The following evidence was introduced without objection: "When I [the alleged victim] waked up I pushed him off on the side of the bed like this. He was sitting on the side of the bed. He had his feet on the floor and I had hold of his arms. When he came in he left the front door standing wide open and he went out the front door just like he came in. He left the screen door propped open. That is something I never do. When I hollered for my brother-in-law, Mr. McDaniel, when I grabbed the light he ran. I grabbed the flashlight out of his hand. When he ran out of the front door I was on the floor right behind him and ran out on the porch behind him." The record discloses no objection to any of the above quoted testimony, and conceding, for the sake of argument, that the alleged victim did not see the defendant when he entered the front door of her house, yet we nevertheless think that the jury were authorized to find that she chased him from the edge of her bed, through the front door onto the front porch, and saw him flee through the front door, which she saw and knew was standing open as they passed through and that she saw and knew that the screen door was not only open but was propped open; both of which doors she, herself, had closed when she went to bed a few hours before.
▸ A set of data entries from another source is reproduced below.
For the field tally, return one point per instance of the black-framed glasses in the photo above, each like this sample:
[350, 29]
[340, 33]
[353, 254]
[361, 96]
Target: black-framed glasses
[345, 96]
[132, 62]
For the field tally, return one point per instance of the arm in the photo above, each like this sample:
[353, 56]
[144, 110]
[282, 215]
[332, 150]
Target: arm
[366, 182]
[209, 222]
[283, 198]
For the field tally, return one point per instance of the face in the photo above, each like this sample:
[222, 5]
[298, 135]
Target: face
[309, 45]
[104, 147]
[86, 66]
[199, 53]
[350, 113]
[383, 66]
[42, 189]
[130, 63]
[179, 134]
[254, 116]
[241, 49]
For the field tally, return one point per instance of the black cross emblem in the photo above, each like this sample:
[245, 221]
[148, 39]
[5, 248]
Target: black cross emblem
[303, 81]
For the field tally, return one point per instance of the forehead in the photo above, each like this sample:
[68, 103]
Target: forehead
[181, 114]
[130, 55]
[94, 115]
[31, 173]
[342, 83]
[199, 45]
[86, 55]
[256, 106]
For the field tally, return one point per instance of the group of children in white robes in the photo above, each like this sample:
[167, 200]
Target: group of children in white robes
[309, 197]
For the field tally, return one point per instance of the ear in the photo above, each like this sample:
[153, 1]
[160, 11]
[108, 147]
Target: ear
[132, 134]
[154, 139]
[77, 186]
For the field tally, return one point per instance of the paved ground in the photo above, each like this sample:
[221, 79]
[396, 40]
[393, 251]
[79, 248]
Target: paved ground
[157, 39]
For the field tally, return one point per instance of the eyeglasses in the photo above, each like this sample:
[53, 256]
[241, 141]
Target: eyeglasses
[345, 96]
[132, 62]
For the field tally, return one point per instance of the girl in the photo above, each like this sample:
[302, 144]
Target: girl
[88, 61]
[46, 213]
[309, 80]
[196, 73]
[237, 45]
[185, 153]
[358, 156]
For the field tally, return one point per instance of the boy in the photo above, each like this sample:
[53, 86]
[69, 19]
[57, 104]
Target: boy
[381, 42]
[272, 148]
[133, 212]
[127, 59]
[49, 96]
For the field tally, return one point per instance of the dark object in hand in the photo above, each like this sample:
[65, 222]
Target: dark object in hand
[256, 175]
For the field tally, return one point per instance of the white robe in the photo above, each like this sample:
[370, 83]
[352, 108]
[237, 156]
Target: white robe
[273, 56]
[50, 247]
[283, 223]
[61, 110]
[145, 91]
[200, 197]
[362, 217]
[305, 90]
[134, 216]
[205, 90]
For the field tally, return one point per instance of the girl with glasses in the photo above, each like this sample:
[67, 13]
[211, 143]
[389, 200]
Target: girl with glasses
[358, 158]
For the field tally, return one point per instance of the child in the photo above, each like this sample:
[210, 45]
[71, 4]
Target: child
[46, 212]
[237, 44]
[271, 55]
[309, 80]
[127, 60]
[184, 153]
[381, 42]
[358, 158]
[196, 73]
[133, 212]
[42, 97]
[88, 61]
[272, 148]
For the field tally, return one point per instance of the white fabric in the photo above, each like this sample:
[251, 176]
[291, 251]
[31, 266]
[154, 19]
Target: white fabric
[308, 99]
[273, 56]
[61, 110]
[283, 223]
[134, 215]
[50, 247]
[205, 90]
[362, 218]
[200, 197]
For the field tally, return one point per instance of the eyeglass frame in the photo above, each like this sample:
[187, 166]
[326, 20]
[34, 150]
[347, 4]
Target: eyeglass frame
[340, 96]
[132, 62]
On the question whether the defendant "broke out of the house *783
rather than that he broke in," we think that it would have been impossible for the alleged victim, who was engaged in business during the day in question, to have testified positively that at no time during the interval when she left home for her work and up until the time she returned to her home at eleven o'clock at night, that the doors had not been left open by some member of her family for some period long enough for the defendant to have entered through an open door. To require such direct and positive proof would be almost equivalent to saying that a burglary could not be proved, when committed in her house, unless she kept a constant watch over it or unless she made an exhaustive search of her house when she returned from work, in order to determine the presence of strangers who might be in the closets, under the bed, or otherwise hiding therein. Such a requirement would be wholly impracticable. Moreover, neither the defendant in his statement to the jury, nor did any of his witnesses in their testimony, make the statement that the defendant had gone into the house through an open door or window. Daniel v. State,
This and all other matters in the motion having been considered, it is
Overruled. Broyles, C. J., and Gardener, J., concur.